Moreover, the Dow finished last Friday with its 11th straight weekly gain — the second longest winning streak of the bull market to date. Bidding stocks up into the weekend is a classic sign of confidence, since it assumes that nothing will go wrong in during the two days the market is closed.
The CBOE Volatility Index (VIX), which measures current market volatility or fear, spiked last Thursday but has fallen since then and remains at levels well below its long-run average. But beneath the surface, the evidence is building that insiders are hunkering down for a period of turmoil on a scale that, on one measure, has never been seen before.
This can be seen in the way the S&P 500 SKEW index, which measures how aggressively investors are buying up protection against a big potential downside move, has been pushing higher over the last few weeks.

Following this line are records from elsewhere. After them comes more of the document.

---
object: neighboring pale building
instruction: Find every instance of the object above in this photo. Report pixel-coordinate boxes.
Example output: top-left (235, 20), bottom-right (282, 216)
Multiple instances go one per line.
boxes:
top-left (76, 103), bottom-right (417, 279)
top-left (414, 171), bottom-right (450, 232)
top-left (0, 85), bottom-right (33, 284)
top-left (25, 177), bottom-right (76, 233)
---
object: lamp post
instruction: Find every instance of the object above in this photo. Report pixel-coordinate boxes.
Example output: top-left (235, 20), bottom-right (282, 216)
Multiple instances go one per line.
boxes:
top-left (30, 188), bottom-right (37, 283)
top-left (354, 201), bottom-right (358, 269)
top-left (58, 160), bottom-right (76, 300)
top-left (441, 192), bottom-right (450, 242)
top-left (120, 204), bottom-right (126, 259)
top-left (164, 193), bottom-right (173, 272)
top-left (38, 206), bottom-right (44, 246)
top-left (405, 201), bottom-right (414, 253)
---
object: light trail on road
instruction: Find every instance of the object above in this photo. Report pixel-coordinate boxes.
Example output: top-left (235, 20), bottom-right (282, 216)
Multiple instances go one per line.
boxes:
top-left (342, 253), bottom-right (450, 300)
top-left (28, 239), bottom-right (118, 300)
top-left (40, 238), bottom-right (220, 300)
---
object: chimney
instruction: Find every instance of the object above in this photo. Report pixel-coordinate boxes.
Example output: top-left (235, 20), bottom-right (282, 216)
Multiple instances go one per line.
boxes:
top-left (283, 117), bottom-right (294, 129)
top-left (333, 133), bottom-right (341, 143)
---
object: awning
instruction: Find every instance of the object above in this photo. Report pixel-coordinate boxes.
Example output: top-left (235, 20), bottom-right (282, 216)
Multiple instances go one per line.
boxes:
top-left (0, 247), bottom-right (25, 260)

The SKEW is calculated similarly to the VIX, as both are based on the contract price of S&P 500 options. But the SKEW differs in that it’s based on out-of-the-money put options. When the SKEW rises, it reflects a rising probability of a large negative performance in the stock market. If you can visualize a standard “bell curve” probability distribution, a higher SKEW means that traders believe the left tail of the bell curve is growing.
One way to interpret this is that while most investors are very, very complacent now, many are growing more fearful about the future. In other words, fears of a “Black Swan” event are increasing.
In fact, the gap between the SKEW and the VIX blew out to a new record high earlier this month (just before the Fourth of July holiday, another end-of-week surge) and remains very extended at levels last seen in 1990, before a 17 percent correction, and in early 2006, ahead of a big volatility blowout.
Jason Goepfert from SentimenTrader, in an e-mail exchange, had this to say about the SKEW:
“It appears as though traders are pricing in the highest-ever ‘tail risk’ relative to overall volatility levels. There is high demand for out-of-the-money put options and not so much at-the-money options. It could be argued that this is a contrary indicator, the theory being that if traders are so worried about a Black Swan, it’s less likely to happen. But the history of the SKEW, especially over the past five years, has shown that not to be the case. When the SKEW was very high, stocks were more likely to fall.”